The Hon. T.A. FRANKS (14:33): I seek leave to make a brief explanation before addressing a question to the Minister for Trade and Investment on the subject of international students.
The Hon. T.A. FRANKS: As we know in Australia, and prior to the COVID-19 crisis, international education was Australia's third biggest export industry. Indeed, the minister boasted in local media late in 2019 that there were some 36,367 of these international students in South Australia. My questions to the minister are:
1. How many students who are in the category of international students are currently in South Australia?
2. How many arrived in South Australia this year?
3. How many were given subsidies to do so after the pandemic was known?
4. How many are now in a position where they are unable to return home despite the Prime Minister's advice that they do so?
5. How many of the students are tertiary and how many are secondary, and what has the government done to support them?
The Hon. D.W. RIDGWAY (Minister for Trade and Investment) (14:34): I thank the honourable member for her long list of questions, a number of which I will have to take on notice as to the actual details of the numbers that are here. I can report that as at 29 March there were 6,733 international students offshore who were unable to travel to Australia and commence their studies, and a substantial number of these students have enrolled online and studied online. I do not have the figures available to me.
I will take on notice as to the actual number of those who have received subsidies or a position after the coronavirus pandemic was declared or announced. But it is important to note that the member opposite is very accurate: the universities are one of our biggest exports. There is a sort of combination in the university sector that accounts for about 50 per cent of our international students. We've got the VET sector, we've got the English learning colleges and we've got, of course, the secondary school sector.
These are challenging times. We know that the federal government has allowed these visa holders and students to access any superannuation that they may have and may have accrued during the time that they are there. The federal government has changed some of the visa settings so students can work from more than 20 hours to 40 hours. We are also working with the sector, and the University of South Australia has announced a $10 million package, Flinders University has announced a $12.5 million package, and I expect Adelaide University will be announcing something shortly. My understanding is that there is a federal government meeting this afternoon with federal minister Tehan discussing a broader national package to support the universities' international students, and the Marshall government will be making some announcements in the future in relation to supporting the sector.
The actual details that the member wants, I will have to take on notice.
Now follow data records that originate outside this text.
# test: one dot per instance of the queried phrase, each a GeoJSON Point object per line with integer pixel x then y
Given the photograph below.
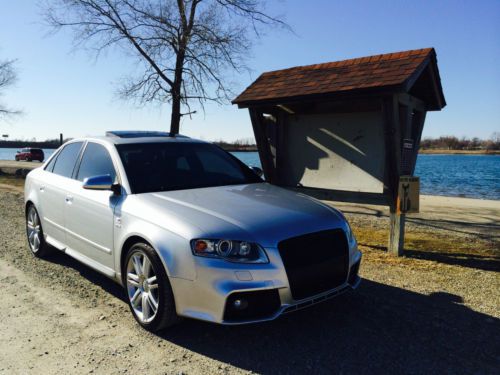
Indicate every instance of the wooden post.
{"type": "Point", "coordinates": [393, 140]}
{"type": "Point", "coordinates": [263, 145]}
{"type": "Point", "coordinates": [396, 233]}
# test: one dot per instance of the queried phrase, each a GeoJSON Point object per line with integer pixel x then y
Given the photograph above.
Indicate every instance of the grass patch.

I think it is important to note that we do have a cohort of students who have lost their jobs, and that about 22 per cent of international students work in hospitality, and 11 per cent of them in retail, and a lot of them have lost their jobs, so there is some financial difficulty that they are facing. That is why I am pleased that the federal government has allowed them to access some of their superannuation, and it will be a matter of making sure that we look after those students. We have given their parents and their countries an undertaking that while they are here studying we will look after them and give them a good education, and certainly that will be the intention of the Marshall government to keep supporting a very important sector.